Make the economic trade-off through a WIP limit
I’ve explored the economic rationale for close collaboration by examining the trade-off between resource costs on one hand and the costs of delay and rework caused by knowledge asymmetry within the team on the other. But how do we navigate this trade-off in our daily practice? My answer: WIP (Work-In-Progress) limits.
A WIP limit is a team agreement on how many things the team works on at the same time. Higher WIP limits allow for more solo work, while lower limits encourage closer collaboration. There are two key reasons I see WIP limits as a powerful tool for managing this trade-off.
First, WIP limits make collaboration gradual rather than binary. Collaboration isn’t a switch you simply turn on or off. You can do it more or less often, with more or fewer people. Adjusting the WIP limit by even a single item can nudge the team toward more or less collaboration.
Second, WIP limits offer flexibility in how collaboration happens. For example, with a WIP limit of 2 in a team of 4, the team might work as two pairs, or one person could work solo while the other three focus on the second item. Team members can move freely between items in progress, and when several people work on the same item, they can divide tasks or roles however they see fit.

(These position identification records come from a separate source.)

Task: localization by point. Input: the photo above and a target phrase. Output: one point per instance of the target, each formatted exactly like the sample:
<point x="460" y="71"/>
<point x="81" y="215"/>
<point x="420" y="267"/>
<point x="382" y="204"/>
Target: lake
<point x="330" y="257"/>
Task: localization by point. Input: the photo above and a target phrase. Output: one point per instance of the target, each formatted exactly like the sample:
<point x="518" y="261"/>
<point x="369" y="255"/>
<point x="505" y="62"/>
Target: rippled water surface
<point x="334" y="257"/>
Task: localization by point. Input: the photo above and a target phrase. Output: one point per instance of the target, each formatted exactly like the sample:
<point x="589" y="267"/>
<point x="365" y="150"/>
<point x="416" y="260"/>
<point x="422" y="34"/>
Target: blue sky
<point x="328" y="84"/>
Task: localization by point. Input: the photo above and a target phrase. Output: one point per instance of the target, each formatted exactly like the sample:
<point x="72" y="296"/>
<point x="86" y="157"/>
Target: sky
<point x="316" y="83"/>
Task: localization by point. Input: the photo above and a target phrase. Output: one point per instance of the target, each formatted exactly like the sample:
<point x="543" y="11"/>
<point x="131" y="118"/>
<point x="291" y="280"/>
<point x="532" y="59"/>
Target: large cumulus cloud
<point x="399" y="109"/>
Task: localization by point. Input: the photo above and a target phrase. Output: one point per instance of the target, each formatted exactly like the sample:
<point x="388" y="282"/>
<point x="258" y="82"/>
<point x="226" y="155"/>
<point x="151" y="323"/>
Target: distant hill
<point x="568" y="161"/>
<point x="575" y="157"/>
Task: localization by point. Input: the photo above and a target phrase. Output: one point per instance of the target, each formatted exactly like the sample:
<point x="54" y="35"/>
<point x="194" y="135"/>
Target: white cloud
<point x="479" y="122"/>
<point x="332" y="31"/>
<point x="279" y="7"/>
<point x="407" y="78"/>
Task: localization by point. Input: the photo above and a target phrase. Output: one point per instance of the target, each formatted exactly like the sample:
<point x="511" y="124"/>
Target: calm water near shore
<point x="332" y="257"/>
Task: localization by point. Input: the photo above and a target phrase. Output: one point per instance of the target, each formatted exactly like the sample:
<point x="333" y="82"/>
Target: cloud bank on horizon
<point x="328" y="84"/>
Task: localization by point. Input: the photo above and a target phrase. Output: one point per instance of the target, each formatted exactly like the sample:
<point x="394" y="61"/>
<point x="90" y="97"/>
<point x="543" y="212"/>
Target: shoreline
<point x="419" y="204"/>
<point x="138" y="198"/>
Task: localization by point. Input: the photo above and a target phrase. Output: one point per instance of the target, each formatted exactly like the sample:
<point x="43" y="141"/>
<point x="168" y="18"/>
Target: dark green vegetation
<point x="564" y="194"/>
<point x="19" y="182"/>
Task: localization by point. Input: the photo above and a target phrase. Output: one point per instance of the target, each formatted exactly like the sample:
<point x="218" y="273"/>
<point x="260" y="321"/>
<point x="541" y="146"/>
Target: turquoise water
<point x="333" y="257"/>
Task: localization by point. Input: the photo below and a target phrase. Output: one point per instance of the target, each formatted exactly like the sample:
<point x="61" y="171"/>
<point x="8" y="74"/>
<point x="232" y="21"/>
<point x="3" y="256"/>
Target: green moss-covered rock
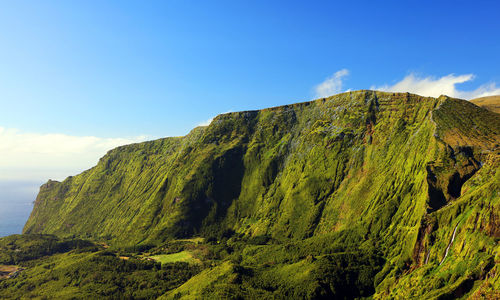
<point x="408" y="185"/>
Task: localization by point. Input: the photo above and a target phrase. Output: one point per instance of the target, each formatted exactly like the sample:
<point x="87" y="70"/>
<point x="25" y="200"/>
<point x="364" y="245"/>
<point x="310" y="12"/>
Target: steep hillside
<point x="399" y="191"/>
<point x="491" y="103"/>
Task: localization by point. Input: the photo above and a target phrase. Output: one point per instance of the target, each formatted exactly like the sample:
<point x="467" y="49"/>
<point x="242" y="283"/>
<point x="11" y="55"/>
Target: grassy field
<point x="6" y="270"/>
<point x="184" y="256"/>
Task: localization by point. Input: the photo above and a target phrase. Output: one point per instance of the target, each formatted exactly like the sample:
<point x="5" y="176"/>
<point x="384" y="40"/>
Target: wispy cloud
<point x="332" y="85"/>
<point x="35" y="156"/>
<point x="446" y="85"/>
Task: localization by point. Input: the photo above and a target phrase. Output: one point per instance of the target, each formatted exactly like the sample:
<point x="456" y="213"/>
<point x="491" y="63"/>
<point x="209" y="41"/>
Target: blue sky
<point x="79" y="77"/>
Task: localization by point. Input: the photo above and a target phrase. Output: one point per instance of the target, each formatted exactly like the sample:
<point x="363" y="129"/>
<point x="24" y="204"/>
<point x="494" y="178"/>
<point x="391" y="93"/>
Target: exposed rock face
<point x="395" y="171"/>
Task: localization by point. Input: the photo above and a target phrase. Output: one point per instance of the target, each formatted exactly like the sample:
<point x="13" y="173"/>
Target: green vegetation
<point x="183" y="256"/>
<point x="363" y="194"/>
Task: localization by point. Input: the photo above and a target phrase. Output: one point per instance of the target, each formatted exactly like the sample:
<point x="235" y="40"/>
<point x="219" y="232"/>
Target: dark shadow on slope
<point x="445" y="182"/>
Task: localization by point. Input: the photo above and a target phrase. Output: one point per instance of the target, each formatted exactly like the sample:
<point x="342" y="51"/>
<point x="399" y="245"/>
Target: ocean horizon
<point x="16" y="203"/>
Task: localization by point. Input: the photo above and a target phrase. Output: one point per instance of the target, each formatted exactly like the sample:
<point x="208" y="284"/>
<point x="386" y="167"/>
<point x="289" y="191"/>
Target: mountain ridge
<point x="393" y="174"/>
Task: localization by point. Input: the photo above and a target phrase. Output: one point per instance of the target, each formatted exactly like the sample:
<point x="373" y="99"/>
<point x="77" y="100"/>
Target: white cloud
<point x="35" y="156"/>
<point x="446" y="85"/>
<point x="332" y="85"/>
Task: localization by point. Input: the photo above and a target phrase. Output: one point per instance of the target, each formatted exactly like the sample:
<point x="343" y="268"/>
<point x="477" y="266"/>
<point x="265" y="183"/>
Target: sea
<point x="16" y="203"/>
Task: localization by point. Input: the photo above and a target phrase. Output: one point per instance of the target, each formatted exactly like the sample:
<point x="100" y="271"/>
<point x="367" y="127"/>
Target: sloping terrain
<point x="395" y="193"/>
<point x="491" y="103"/>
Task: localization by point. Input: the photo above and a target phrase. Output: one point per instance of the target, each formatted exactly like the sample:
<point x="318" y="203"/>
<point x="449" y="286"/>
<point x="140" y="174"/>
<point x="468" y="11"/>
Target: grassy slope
<point x="491" y="103"/>
<point x="353" y="171"/>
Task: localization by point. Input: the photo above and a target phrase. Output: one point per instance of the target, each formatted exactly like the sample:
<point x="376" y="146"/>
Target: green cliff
<point x="362" y="194"/>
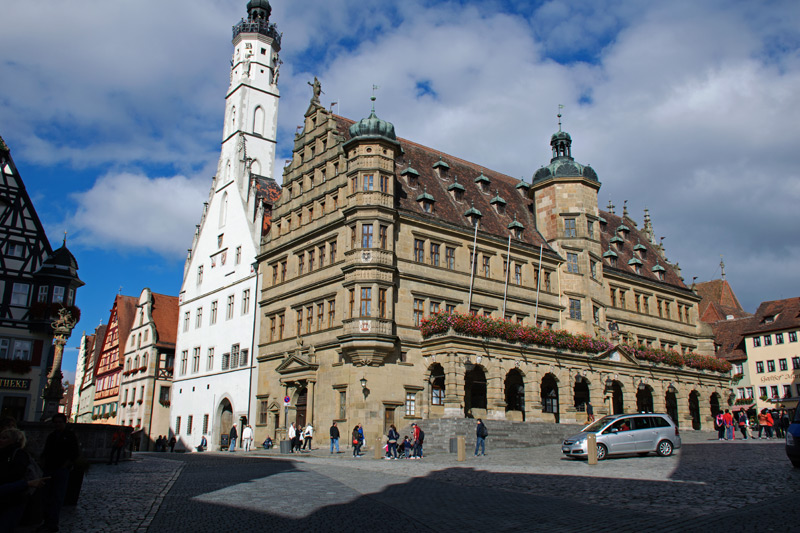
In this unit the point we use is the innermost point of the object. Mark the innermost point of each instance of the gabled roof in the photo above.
(718, 301)
(625, 252)
(126, 313)
(450, 211)
(777, 315)
(729, 338)
(165, 319)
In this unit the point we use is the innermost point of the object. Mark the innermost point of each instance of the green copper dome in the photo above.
(373, 127)
(562, 165)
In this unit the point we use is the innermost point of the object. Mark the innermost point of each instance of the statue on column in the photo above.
(62, 328)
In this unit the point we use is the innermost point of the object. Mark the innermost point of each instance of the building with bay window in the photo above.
(373, 235)
(35, 283)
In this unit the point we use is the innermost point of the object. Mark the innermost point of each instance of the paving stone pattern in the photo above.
(707, 486)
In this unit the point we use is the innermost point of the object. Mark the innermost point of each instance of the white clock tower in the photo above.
(214, 367)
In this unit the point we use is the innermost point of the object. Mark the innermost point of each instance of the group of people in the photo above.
(27, 484)
(162, 442)
(767, 421)
(300, 437)
(247, 438)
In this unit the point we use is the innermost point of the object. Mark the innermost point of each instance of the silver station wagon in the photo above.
(620, 434)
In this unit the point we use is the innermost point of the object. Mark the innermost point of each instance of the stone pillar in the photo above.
(453, 394)
(533, 395)
(495, 391)
(310, 404)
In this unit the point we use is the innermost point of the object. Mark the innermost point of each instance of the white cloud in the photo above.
(131, 212)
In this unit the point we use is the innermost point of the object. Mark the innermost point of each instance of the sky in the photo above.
(113, 112)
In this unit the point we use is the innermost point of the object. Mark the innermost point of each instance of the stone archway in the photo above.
(225, 417)
(694, 409)
(713, 403)
(475, 392)
(671, 400)
(549, 391)
(515, 395)
(617, 398)
(644, 399)
(300, 407)
(582, 395)
(437, 383)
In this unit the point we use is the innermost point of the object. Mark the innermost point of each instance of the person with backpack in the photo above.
(719, 425)
(481, 433)
(393, 437)
(419, 438)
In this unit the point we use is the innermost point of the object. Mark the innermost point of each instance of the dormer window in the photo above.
(426, 201)
(523, 187)
(636, 264)
(457, 190)
(516, 228)
(441, 168)
(473, 215)
(483, 182)
(412, 176)
(659, 271)
(498, 203)
(611, 256)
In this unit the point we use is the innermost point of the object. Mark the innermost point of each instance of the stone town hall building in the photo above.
(373, 233)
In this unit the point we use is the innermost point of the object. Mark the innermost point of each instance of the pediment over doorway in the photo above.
(294, 363)
(618, 354)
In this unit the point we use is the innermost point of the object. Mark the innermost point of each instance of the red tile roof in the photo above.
(446, 208)
(718, 301)
(625, 252)
(777, 315)
(165, 318)
(729, 338)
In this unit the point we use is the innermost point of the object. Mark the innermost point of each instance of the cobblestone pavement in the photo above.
(707, 485)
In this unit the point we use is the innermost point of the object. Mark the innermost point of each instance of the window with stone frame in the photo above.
(572, 263)
(575, 309)
(569, 228)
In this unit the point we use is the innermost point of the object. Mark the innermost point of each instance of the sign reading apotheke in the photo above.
(15, 384)
(785, 377)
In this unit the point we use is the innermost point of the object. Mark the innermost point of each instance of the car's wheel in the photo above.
(664, 448)
(602, 452)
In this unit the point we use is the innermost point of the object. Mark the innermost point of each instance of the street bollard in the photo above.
(591, 443)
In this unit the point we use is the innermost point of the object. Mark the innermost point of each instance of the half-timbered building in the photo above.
(35, 282)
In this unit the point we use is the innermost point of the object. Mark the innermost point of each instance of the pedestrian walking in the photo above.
(419, 438)
(117, 445)
(308, 434)
(60, 452)
(727, 418)
(741, 418)
(247, 437)
(291, 434)
(357, 441)
(393, 436)
(719, 425)
(334, 432)
(233, 435)
(480, 435)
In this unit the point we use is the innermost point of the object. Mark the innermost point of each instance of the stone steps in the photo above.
(502, 433)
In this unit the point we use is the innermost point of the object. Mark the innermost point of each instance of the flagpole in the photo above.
(472, 270)
(508, 269)
(538, 284)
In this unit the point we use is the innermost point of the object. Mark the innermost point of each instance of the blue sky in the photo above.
(113, 112)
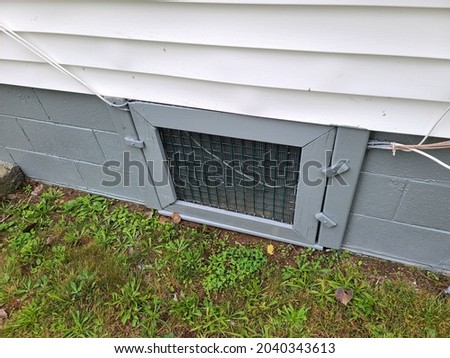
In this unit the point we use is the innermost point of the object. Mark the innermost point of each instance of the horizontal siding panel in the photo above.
(381, 76)
(398, 31)
(395, 3)
(374, 113)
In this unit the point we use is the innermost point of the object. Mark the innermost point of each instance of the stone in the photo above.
(11, 177)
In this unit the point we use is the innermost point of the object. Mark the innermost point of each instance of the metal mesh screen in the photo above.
(244, 176)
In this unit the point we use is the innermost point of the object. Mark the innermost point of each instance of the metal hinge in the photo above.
(325, 220)
(337, 168)
(133, 142)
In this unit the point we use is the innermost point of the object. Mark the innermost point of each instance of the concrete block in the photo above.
(94, 177)
(425, 205)
(11, 135)
(399, 242)
(48, 168)
(63, 141)
(75, 109)
(112, 145)
(11, 177)
(407, 165)
(21, 102)
(378, 195)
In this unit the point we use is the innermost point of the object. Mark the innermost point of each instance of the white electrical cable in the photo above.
(434, 159)
(10, 33)
(434, 126)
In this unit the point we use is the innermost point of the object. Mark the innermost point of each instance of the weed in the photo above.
(232, 266)
(93, 267)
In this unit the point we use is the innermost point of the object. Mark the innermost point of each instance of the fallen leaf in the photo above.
(343, 296)
(176, 218)
(37, 190)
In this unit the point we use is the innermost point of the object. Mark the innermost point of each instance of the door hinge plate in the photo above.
(133, 142)
(325, 220)
(337, 168)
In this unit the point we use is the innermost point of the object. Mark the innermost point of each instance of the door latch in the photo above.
(325, 220)
(133, 142)
(337, 168)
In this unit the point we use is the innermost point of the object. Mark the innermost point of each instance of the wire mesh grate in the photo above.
(244, 176)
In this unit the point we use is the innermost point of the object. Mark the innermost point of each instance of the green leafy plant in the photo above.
(232, 266)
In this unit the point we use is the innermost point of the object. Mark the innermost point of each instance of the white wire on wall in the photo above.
(13, 35)
(417, 148)
(373, 144)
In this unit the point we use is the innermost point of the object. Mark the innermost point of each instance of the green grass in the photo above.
(77, 265)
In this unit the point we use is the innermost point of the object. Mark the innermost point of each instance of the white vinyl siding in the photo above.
(351, 63)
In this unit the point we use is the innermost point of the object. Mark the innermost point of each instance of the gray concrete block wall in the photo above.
(401, 208)
(62, 138)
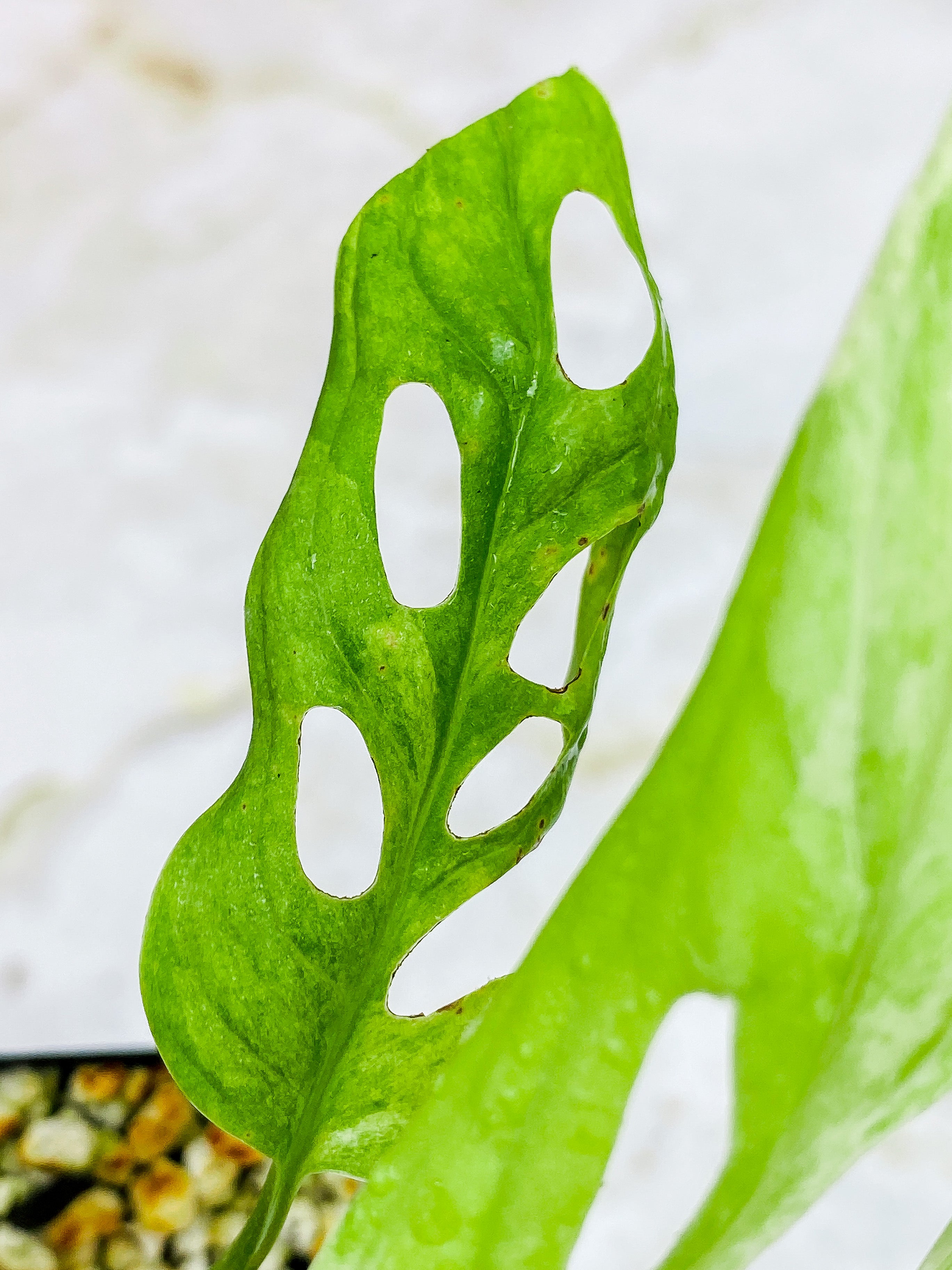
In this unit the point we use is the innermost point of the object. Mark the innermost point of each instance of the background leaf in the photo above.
(266, 996)
(790, 849)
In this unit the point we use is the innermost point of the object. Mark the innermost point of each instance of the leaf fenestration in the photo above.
(266, 996)
(790, 849)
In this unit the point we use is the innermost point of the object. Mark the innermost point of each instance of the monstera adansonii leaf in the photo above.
(791, 849)
(267, 997)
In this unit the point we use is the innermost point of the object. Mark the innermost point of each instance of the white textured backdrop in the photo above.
(174, 181)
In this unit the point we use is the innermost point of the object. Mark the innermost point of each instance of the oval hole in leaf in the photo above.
(417, 491)
(339, 817)
(544, 643)
(505, 782)
(482, 940)
(603, 310)
(673, 1143)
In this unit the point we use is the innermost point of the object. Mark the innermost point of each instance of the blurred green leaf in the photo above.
(791, 849)
(266, 996)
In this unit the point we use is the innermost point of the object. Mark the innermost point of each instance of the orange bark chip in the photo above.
(97, 1083)
(93, 1215)
(116, 1164)
(160, 1123)
(164, 1198)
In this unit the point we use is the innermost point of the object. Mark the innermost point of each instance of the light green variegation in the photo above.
(266, 996)
(791, 849)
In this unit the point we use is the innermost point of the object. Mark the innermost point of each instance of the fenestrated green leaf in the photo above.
(266, 996)
(791, 848)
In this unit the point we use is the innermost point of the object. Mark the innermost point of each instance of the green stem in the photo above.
(263, 1226)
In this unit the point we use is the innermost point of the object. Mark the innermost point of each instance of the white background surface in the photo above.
(174, 181)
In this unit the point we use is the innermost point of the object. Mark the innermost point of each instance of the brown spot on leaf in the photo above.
(232, 1149)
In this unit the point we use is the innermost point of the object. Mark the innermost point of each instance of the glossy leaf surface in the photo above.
(266, 996)
(791, 849)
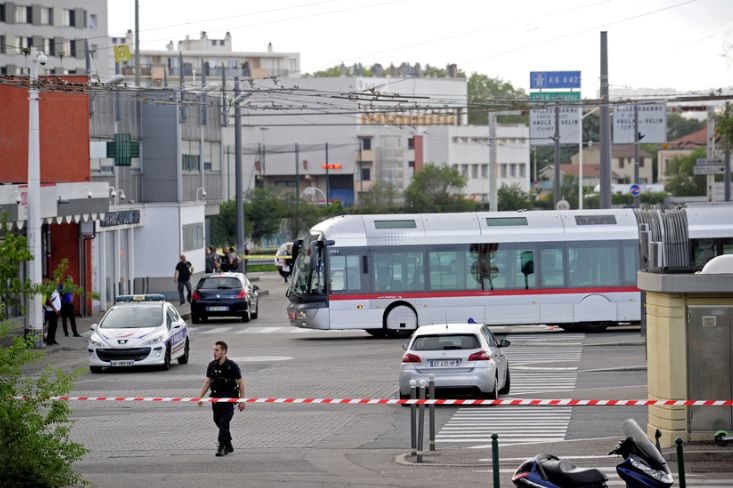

Using a WIP limit is a no-brainer and something I would universally recommend to any team. It makes the team’s current position in the trade-off explicit and highly visible, allowing everyone to clearly see it and discuss when an adjustment is needed.
In my experience, WIP limits in software teams should almost always be set well below the team size. I often use N/2 as an initial rule of thumb. From that starting point, teams can experiment and adjust the limit based on the trade-off they are willing to make between the cost of resources on the one hand, and the cost of delay and rework on the other. A higher WIP may keep more people “busy,” but it typically leads to longer cycle times and increased rework, while a lower WIP moves the system in the opposite direction. Finding the right balance is less about theoretical optimization and more about learning, through practice, what actually works for your team in its specific context. That said, understanding the underlying economic trade-off as I have outlined, can help you recognize much earlier when you’ve ended up on the wrong side of it.